Ethan’s body jerked. His posture shifted instantly from slumping to a rigid, mechanical uprightness. He dropped his notebook. He didn't even look at it as it hit the floor.
"Ethan! Stop!" Lily shouted, raising her camera. "The light! Look at his eyes!"
Through the viewfinder, Lily saw it: Ethan’s eyes were losing their color, the irises fading into a milky, translucent white. He began to glide forward. It wasn't a walk; it was a rhythmic, submissive march, his feet hitting the floor in perfect time with the gurgling hum.
"I am submissive..." Ethan’s voice was a robotic drone. "I obey... I serve the First Breath..."
"He’s hypnotized!" Ryan yelled, lunging forward to grab Ethan’s arm.

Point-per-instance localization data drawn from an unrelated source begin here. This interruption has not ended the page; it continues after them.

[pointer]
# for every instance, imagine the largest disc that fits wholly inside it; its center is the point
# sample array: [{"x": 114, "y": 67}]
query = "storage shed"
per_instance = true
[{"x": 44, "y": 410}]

The moment Ryan touched him, Ethan’s head snapped toward him. There was no emotion in his face—only the fixed, blissful smile. With a strength that shouldn't have been possible for the lanky student, Ethan shoved Ryan back. It wasn't an act of anger; it was an act of clearing an obstacle.
The Presence
A pale, bioluminescent glow began to bleed out of the B-Wing. It was a sickly, warm light that made the shadows crawl.
"There!" Lily pointed her camera.
Out of the darkness, Subject Zero emerged. It was taller than a man, its limbs impossibly long and multi-jointed. It had no eyes, no nose—just a smooth, pale expanse of skin that pulsed with a rhythmic, internal light. Along its elongated neck, the Gills flared, wet and dark, vibrating with the force of the hum.
Ethan didn't scream. He didn't run. He walked directly toward the creature.
"I serve my master..." Ethan chanted, his voice reaching a pitch of pure, ecstatic submission.
He reached the creature and knelt. Subject Zero placed a clawed hand on Ethan’s head. The hum reached a deafening crescendo, a sound that felt like it was liquefying Nina’s brain. In one swift, silent motion, the creature pulled Ethan into the dark recesses of the B-Wing.
The hum dropped to a low, satisfied purr.
"Ethan is gone," Nina whispered, her father’s journal shaking in her hands. "It didn't hunt him. It... it invited him."